The draft bill lacks safeguards protecting the right to privacy and freedom of expression, which is a violation of Pakistan’s obligations under international human rights laws. It allows the government unrestricted access to personal data. It can order internet service providers (ISP) to block access to any kind of internet content without any court approval. If enforced, the federal government will be free to share intelligence with international spy agencies, like the American National Security Agency, without the oversight of an independent body.
Much of the criticism, it seems, naively presumes that actions, such as data retention for intelligence or data-sharing with foreign governments are not already taking place.

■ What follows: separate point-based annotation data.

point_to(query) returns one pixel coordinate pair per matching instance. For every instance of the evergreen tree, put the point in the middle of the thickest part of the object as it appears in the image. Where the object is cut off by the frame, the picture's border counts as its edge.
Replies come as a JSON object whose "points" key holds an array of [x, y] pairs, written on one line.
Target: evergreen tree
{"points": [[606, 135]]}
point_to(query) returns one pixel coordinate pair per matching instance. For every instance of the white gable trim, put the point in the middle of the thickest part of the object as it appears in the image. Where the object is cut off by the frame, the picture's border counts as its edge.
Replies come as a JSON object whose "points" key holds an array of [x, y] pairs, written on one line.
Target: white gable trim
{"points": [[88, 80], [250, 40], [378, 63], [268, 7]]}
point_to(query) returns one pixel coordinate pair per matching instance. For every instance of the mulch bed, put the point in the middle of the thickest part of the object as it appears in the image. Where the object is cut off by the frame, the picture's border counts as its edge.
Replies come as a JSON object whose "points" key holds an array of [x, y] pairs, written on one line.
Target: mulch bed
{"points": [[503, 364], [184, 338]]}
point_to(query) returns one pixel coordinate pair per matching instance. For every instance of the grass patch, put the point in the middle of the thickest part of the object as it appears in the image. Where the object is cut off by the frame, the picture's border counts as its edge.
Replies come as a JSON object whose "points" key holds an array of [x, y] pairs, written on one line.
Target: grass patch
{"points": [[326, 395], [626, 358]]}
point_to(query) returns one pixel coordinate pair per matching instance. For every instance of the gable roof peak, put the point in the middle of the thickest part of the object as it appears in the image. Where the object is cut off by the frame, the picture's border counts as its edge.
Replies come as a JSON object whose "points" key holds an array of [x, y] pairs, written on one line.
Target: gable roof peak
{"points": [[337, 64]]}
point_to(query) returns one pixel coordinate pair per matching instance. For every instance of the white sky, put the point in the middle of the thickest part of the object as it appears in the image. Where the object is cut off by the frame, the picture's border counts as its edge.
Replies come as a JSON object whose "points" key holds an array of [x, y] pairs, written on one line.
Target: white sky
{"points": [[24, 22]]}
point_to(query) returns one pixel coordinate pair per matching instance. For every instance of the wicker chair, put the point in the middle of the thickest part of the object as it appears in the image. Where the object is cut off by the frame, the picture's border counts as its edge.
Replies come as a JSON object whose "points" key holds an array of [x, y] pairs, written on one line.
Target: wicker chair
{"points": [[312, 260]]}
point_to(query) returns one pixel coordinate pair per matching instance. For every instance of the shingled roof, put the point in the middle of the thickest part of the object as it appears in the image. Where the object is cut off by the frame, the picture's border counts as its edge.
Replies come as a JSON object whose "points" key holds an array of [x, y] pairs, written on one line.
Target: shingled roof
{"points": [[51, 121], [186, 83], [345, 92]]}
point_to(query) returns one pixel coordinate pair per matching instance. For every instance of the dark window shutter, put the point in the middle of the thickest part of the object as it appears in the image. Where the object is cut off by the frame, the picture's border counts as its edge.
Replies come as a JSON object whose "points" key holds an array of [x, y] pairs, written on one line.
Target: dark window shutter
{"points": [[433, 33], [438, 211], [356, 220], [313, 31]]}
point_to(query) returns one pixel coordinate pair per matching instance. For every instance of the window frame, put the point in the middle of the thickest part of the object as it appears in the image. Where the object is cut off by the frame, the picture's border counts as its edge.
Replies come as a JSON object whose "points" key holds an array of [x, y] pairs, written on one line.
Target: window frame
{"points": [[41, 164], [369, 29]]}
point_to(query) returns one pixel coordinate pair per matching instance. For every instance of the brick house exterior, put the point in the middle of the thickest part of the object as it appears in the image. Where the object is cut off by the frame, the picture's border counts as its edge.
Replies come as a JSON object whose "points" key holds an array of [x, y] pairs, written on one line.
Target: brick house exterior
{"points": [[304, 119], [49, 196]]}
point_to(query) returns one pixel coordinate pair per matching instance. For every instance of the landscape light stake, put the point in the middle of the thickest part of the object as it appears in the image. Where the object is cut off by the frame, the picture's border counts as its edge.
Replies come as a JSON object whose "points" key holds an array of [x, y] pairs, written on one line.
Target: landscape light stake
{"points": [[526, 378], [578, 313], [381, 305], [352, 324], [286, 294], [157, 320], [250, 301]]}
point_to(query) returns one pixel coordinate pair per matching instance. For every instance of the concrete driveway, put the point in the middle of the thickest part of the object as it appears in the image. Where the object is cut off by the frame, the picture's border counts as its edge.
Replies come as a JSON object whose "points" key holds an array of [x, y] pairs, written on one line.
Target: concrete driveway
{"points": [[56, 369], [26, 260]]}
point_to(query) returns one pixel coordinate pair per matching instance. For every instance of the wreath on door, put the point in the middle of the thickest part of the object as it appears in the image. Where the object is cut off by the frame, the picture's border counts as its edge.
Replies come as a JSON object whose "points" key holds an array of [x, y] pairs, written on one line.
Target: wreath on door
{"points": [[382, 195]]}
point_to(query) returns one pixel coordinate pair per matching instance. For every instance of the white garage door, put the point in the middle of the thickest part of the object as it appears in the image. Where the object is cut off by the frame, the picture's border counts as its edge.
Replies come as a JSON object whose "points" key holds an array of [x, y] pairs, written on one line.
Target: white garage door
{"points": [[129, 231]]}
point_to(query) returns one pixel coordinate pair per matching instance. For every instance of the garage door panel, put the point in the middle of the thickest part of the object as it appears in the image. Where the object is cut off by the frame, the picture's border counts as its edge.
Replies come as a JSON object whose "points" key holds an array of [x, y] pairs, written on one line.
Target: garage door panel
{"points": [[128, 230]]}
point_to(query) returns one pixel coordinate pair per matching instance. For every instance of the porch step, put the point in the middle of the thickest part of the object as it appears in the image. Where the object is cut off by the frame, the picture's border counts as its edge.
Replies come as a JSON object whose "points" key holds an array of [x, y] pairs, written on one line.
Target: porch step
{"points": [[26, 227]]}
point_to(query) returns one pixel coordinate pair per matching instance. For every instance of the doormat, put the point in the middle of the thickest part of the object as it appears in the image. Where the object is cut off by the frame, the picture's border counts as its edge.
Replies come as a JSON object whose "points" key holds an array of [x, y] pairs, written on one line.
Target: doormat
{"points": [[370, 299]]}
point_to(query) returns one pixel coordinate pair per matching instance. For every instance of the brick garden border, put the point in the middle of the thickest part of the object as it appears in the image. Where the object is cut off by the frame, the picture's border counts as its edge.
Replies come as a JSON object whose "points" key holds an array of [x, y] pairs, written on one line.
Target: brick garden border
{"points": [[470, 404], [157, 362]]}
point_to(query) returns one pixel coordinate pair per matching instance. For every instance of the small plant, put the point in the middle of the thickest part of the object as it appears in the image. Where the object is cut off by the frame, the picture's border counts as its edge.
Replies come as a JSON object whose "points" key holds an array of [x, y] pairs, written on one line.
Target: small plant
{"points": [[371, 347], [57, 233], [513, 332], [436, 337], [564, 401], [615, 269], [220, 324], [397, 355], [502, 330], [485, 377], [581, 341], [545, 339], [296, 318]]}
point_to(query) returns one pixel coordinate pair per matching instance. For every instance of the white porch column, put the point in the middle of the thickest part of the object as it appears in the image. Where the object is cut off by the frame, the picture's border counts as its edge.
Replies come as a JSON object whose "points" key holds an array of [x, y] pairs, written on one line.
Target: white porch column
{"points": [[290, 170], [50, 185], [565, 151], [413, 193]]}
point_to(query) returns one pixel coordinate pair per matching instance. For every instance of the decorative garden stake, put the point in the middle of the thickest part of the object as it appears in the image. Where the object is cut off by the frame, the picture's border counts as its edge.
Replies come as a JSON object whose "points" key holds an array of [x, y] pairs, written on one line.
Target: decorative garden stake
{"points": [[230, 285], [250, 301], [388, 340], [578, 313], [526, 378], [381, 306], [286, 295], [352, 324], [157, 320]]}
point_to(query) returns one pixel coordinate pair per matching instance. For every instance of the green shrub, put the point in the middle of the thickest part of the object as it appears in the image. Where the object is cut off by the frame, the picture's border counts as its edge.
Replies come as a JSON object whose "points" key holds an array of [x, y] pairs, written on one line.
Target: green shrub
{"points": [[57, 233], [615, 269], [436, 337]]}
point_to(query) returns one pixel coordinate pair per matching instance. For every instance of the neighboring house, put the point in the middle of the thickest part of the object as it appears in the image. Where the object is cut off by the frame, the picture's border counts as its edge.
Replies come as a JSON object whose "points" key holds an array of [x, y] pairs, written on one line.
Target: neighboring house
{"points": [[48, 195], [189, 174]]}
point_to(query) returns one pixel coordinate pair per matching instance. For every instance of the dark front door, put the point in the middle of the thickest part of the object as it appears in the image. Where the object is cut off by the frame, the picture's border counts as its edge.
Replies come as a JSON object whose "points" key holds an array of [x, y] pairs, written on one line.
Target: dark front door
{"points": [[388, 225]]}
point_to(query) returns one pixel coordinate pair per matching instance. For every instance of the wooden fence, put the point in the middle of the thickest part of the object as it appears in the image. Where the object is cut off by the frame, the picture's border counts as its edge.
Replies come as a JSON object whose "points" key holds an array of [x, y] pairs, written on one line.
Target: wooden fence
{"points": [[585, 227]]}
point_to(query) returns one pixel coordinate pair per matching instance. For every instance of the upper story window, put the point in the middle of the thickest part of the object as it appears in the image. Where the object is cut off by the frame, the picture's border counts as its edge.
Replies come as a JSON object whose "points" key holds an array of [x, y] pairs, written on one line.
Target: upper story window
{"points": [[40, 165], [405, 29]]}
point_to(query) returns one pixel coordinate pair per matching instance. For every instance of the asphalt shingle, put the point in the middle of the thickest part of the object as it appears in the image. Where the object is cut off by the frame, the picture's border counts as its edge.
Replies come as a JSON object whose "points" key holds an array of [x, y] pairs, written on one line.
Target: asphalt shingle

Critics have also drawn on international human rights covenants to criticise the proposed law and have ignored that the US, the UK and most European countries also have questionable homeland security regulations and that they get requisite information either directly or otherwise from countries such as Pakistan. This has been happening since the war on terror started in October 2001. Critics are right to demand that information-sharing with foreign governments and entities should be regulated by specific laws and be subject to independent oversight.
But frankly, will fundamental rights matter if one, two or more states decided to intrude into an individual’s life for a terrorism-related inquiry? Most probably not because of a simple reason: terrorists operating across borders continue to abuse cyberspace and proliferate their toxic ideologies to enlist physical support for their causes. Often confused young people, overwhelmed with identity crisis, fall prey to extremists. The kind of support that the Islamic State is getting from within the Americas, Europe and elsewhere, does demand an aggressive surveillance regime in the interest of the larger community. What we, however, need are clearly defined laws drafted by experts, vetted by the judiciary and backed by parliament that safeguard fundamental rights and protect citizens against extremist ideologies.
Published in The Express Tribune, April 25th, 2015.